System effectiveness analysis

A total of 2523 confirmed infectious disease cases that were randomly sampled and completed reporting from December 2021 to May 2022 were analyzed with regard to the timeliness of diagnosis, effectiveness of reminders, and efficiency of card filling.

Timely diagnosis of infectious diseases will substantially reduce the risk of nosocomial infections caused by patients waiting for diagnosis. The time at which patients were first seen by doctors at the doctor station was taken as the visit time (\({T}_{visit}\)), and the time at which the system triggered an alert was taken as the monitoring time (\({T}_{monitoring}\)). Equation (1) was used to calculate \({T}_{0}\), which represents the interval between the patient's visit and the system's alert for infectious diseases, indicating the timeliness of diagnosis.
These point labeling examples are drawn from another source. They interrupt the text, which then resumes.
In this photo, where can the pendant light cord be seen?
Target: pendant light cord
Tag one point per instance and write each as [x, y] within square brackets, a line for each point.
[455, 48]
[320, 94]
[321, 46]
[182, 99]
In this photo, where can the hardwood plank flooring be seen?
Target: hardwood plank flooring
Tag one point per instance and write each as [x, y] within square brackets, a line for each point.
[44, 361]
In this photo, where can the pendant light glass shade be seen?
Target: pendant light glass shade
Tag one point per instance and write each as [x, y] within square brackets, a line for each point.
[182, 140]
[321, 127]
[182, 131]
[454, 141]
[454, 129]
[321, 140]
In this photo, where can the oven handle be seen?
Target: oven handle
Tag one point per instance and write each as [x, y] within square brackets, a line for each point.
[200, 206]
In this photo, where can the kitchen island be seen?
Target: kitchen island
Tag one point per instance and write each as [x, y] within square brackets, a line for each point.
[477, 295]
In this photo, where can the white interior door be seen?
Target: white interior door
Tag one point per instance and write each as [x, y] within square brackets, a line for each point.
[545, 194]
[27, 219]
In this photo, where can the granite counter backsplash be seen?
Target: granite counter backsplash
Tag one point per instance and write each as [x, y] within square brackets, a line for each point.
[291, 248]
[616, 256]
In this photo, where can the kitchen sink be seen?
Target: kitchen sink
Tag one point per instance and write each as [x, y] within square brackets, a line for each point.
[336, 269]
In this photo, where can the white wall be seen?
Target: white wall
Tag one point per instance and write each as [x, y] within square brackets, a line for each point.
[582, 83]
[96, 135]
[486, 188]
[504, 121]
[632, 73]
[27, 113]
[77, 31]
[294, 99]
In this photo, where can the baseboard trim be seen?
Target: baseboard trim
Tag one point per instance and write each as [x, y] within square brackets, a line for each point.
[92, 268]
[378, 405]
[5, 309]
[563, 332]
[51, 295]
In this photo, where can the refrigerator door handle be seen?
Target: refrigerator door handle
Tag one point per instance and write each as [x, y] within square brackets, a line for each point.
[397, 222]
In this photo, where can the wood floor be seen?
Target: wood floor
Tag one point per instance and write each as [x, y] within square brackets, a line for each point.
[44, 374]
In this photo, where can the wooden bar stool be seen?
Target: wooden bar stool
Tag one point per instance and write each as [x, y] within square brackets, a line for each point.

The overall analysis is presented in Table 3. For reproductive tract chlamydia trachomatis infection, gonorrhea, and syphilis, the first alert time was more than 24 h, mainly because of the rule that positive indicators in the test results were included, and the test report takes 3–4 days to issue. For some patients with pulmonary tuberculosis, hospitalization is required because of lung shadows and common differential diagnosis of lung cancer, and more tests or pathological results are needed for confirmation35,36. In addition, pulmonary tuberculosis is sometimes discovered through physical examination, which takes a long time to report. Based on the symptoms of respiratory infectious diseases in the early stages of the SARS epidemic in 2003 and the COVID-19 pandemic in 201937,38, respiratory infectious diseases are the main cause of nosocomial transmission risk for hospitals. Therefore, the shorter the diagnosis time of respiratory tract diseases, the higher the reduction of nosocomial transmission risk. As shown in Fig. 9, 60% of influenza cases can remind doctors that patients meet the diagnostic criteria for influenza within 30 min. 4.5% of influenza cases have a diagnosis time of more than 24 h, mainly owing to hospitalized patients who were initially diagnosed with a disease other than influenza, then later tested for influenza antigen during their hospital stay, and determined to have influenza. For genital chlamydia infection and gonorrhea, the average time of \({T}_{0}\) exceeds 24 h, mainly as it requires the support of test results, which take 3 days to obtain. For tuberculosis, 50% of tuberculosis patients are detected through medical examinations, wherein it takes longer to generate reports than regular outpatient and inpatient visits.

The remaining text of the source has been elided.